NCJ - SPI to pay state $800,000

North Coast Journal

Three years ago, after the California Department of Fish and Game and the Humboldt County District Attorney's Office busted Louisiana Pacific's Arcata mill for dumping contaminated sawdust, DFG Warden Jon Willcox went looking for another perp.

"I had to keep Paul busy," Willcox said, referring to the man at the DA's office he worked with on the LP case, Paul Hagen. "He's too hyper not to be busy."

Old mill sites, many of them built decades ago and located right on the bay, were an obvious target.

So Willcox went for a walk down near Sierra Pacific Industry's Arcata mill site, located directly off the Mad River Slough between Arcata and Manila.

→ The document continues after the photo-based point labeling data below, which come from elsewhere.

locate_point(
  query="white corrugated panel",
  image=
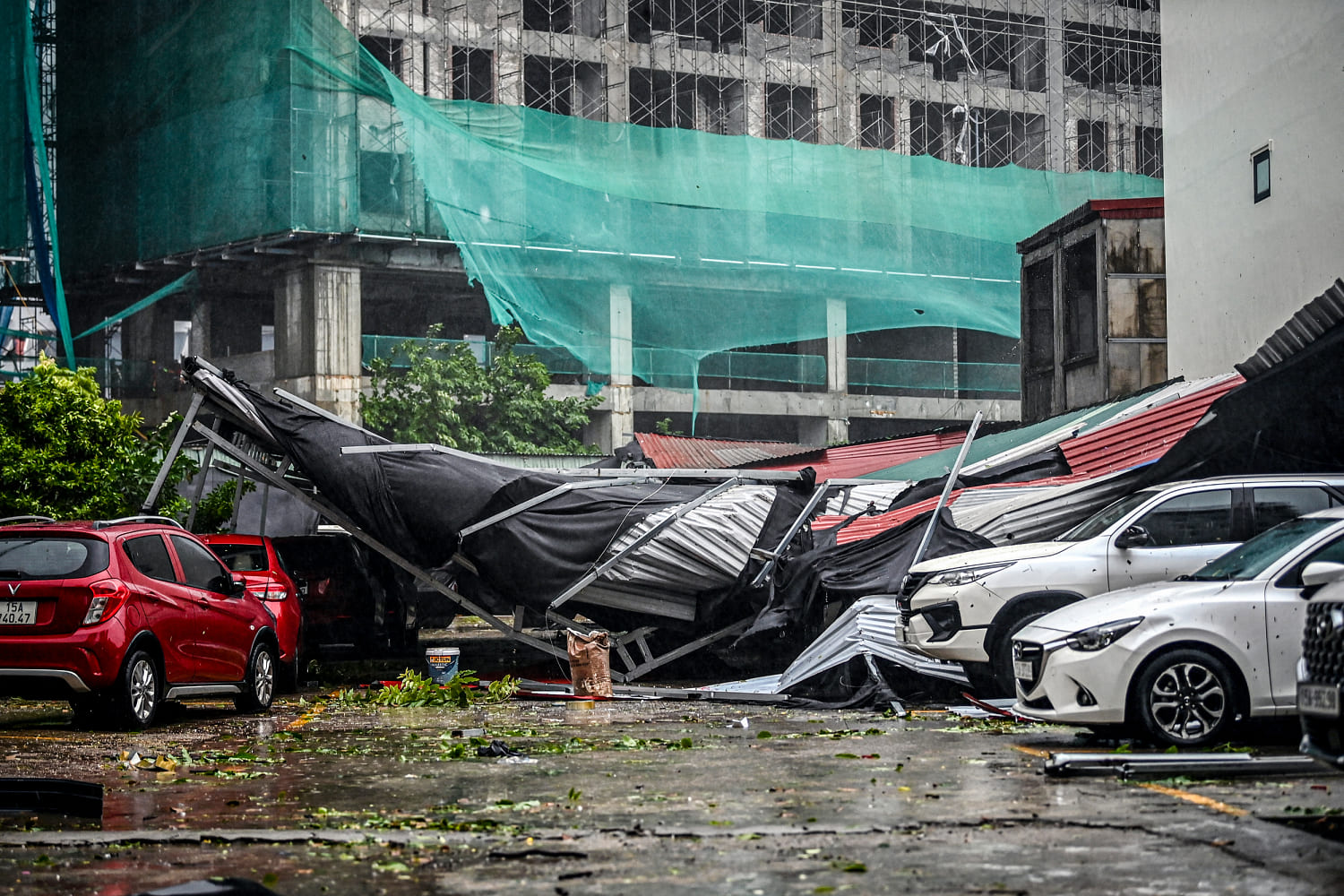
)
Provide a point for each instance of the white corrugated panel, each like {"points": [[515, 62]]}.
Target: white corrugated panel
{"points": [[707, 548], [1043, 513], [870, 626]]}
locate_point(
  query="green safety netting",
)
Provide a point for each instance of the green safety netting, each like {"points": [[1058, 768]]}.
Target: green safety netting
{"points": [[13, 217], [281, 121]]}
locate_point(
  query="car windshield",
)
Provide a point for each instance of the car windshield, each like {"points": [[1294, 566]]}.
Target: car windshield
{"points": [[1104, 519], [1253, 557], [241, 557], [29, 556]]}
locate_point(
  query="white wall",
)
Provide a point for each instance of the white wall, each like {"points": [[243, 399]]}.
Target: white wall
{"points": [[1236, 75]]}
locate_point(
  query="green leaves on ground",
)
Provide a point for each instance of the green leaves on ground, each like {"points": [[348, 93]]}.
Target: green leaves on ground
{"points": [[416, 689]]}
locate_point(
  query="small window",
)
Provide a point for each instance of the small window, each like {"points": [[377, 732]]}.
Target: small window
{"points": [[199, 565], [150, 555], [1284, 504], [1260, 168], [1204, 517]]}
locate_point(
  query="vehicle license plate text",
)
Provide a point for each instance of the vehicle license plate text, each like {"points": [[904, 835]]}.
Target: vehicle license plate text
{"points": [[1319, 700], [18, 613]]}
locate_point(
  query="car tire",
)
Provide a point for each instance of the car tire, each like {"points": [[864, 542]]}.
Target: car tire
{"points": [[1185, 697], [260, 684], [139, 692], [1000, 653]]}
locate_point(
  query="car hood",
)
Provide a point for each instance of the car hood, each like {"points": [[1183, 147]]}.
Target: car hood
{"points": [[1030, 551], [1140, 600]]}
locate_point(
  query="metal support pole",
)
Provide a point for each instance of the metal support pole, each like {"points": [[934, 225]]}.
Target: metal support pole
{"points": [[946, 489], [193, 410], [204, 468], [793, 530]]}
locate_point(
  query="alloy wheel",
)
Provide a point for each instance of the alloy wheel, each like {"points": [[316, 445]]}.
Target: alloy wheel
{"points": [[1187, 700]]}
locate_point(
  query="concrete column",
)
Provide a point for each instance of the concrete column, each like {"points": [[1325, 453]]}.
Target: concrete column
{"points": [[616, 58], [508, 58], [198, 343], [753, 93], [621, 390], [317, 336], [838, 370], [1055, 151]]}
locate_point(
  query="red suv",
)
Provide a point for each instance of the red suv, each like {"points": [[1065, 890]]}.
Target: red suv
{"points": [[253, 556], [121, 616]]}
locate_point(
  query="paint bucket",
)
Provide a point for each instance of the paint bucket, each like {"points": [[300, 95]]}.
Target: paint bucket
{"points": [[443, 664]]}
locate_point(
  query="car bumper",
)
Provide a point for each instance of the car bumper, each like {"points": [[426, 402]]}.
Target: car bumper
{"points": [[949, 622], [1074, 686], [66, 665]]}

What he found would be obvious to anyone who knew what to look for: sawdust plumes running out of culverts into the bay, petrol and hydraulic fluid leaking from old equipment, hot steaming water piped directly into the slough. On top of that, further testing revealed the presence of dioxin -- one of the deadliest of man-made substances -- in groundwater underneath the plant, in stormwater runoff and in sediment.

Basically it was a sawmill that was operating as if it were the 1950s.

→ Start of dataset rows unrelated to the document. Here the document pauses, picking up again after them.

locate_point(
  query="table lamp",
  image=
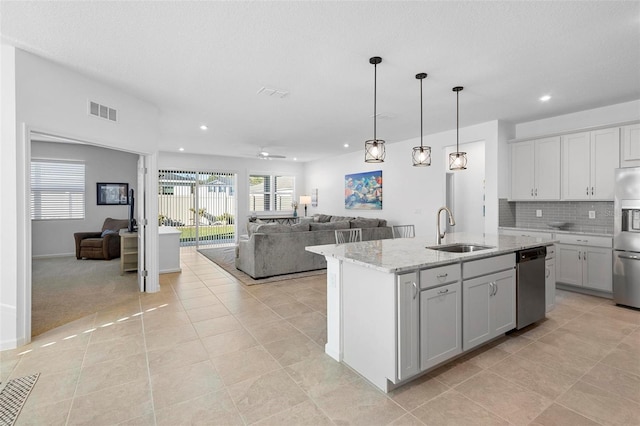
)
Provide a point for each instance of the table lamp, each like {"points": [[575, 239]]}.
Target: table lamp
{"points": [[305, 199]]}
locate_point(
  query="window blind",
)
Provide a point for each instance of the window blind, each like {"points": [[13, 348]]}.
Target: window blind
{"points": [[57, 190]]}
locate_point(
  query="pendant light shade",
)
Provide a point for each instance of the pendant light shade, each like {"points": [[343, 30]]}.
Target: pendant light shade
{"points": [[374, 151], [421, 154], [458, 159]]}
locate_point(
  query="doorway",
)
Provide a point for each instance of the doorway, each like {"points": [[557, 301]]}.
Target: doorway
{"points": [[60, 232]]}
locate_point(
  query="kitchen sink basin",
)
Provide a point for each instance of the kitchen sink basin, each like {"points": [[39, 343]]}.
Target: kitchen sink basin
{"points": [[460, 248]]}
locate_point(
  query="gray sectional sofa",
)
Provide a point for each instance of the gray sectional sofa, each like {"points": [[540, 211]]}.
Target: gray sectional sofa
{"points": [[273, 249]]}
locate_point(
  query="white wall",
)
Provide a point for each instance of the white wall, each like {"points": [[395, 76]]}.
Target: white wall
{"points": [[243, 167], [411, 195], [53, 99], [55, 237], [612, 114]]}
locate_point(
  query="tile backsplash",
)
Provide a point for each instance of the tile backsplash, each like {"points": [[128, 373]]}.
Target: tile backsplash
{"points": [[522, 214]]}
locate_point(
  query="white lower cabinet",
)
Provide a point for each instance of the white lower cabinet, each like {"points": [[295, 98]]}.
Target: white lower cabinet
{"points": [[408, 325], [440, 324], [489, 307], [584, 265]]}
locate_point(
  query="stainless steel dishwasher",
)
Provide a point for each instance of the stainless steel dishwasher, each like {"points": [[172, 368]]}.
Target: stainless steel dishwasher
{"points": [[530, 286]]}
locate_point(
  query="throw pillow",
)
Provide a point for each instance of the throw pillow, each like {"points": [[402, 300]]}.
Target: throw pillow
{"points": [[329, 226], [107, 232], [341, 218], [363, 222], [321, 218]]}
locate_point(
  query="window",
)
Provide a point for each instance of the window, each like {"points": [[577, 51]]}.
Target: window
{"points": [[57, 190], [270, 193]]}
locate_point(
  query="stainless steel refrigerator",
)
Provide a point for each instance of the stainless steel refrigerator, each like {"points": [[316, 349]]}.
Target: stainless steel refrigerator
{"points": [[626, 238]]}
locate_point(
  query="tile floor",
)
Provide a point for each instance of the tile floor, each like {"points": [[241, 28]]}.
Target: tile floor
{"points": [[209, 350]]}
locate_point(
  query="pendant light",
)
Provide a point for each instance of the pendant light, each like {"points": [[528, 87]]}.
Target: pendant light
{"points": [[421, 154], [458, 160], [374, 148]]}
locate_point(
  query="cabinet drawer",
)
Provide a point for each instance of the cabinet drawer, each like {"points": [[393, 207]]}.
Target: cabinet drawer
{"points": [[438, 276], [489, 265], [585, 240]]}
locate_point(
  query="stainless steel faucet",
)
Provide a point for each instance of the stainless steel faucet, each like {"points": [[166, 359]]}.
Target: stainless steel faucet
{"points": [[452, 222]]}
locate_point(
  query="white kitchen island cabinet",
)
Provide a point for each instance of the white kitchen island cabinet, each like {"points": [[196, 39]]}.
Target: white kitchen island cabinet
{"points": [[395, 308]]}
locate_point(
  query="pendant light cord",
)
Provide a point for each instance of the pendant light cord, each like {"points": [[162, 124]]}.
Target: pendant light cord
{"points": [[375, 79], [421, 115], [457, 122]]}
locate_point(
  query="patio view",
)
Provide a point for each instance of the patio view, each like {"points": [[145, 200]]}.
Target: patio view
{"points": [[202, 205]]}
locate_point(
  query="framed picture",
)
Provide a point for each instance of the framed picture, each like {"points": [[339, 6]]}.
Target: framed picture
{"points": [[363, 191], [112, 193]]}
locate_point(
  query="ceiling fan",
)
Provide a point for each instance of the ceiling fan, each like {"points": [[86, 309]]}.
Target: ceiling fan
{"points": [[265, 155]]}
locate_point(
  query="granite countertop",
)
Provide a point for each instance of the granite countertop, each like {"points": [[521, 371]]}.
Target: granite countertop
{"points": [[407, 254], [557, 231]]}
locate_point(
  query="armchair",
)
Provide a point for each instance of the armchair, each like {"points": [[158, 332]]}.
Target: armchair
{"points": [[101, 245]]}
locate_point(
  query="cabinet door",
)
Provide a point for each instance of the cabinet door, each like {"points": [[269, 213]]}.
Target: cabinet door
{"points": [[502, 302], [576, 183], [547, 169], [605, 158], [630, 146], [522, 170], [476, 325], [408, 325], [550, 284], [440, 324], [569, 264], [598, 268]]}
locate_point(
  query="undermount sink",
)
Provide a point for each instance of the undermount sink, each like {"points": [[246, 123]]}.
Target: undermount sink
{"points": [[460, 248]]}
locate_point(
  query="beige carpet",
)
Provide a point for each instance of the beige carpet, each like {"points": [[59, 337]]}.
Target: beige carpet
{"points": [[225, 257], [65, 289]]}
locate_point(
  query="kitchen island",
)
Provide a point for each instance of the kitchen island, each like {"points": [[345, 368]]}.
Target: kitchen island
{"points": [[399, 308]]}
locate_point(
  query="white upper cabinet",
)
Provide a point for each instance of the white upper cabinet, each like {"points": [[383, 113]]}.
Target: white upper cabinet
{"points": [[588, 163], [535, 169], [630, 146]]}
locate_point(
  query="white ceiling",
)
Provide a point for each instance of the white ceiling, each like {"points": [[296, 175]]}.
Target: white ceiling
{"points": [[204, 62]]}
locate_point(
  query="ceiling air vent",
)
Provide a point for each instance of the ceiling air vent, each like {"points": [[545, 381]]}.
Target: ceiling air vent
{"points": [[102, 111]]}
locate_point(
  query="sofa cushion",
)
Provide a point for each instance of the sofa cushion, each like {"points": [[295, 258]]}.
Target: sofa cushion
{"points": [[341, 218], [363, 222], [329, 226], [322, 218]]}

"Some companies just need to be brought into the modern era," Willcox said. "And sometimes they're not going to do it unless you tell them to do it."

Thus began a three-year investigation that culminated this week with the announcement of an $800,000 settlement negotiated with the company, the largest timberland owner in the state. It follows hard on the heels of a settlement made public last month in which SPI agreed to pay an environmental group, the Ecological Rights Foundation, $700,000 in attorneys' fees, costs and oversight expenses connected to a Clean Water Act lawsuit that it had filed against the company. Combined, the two settlements amount to $1.5 million.

A key provision of both agreements is a requirement that SPI pay the Fish and Game Department $500,000 for wetlands restoration and enhancement in and around the northern end of Humboldt Bay. The agreement with the state also requires SPI to pay $200,000 to clean up pollution of wildlife habitat, with the remaining $100,000 going to the state for civil penalties.

Hagen and District Attorney Paul Gallegos described the settlement as a team effort between the DA's office, Fish and Game, the State Attorney General's Office and the North Coast Regional Water Quality Control Board -- a myriad of agencies bringing a big polluter to task.

"We understand legitimate business. We respect legitimate business, but if you pollute our environment, no matter how big or small [you are], we will go after you," Hagen said.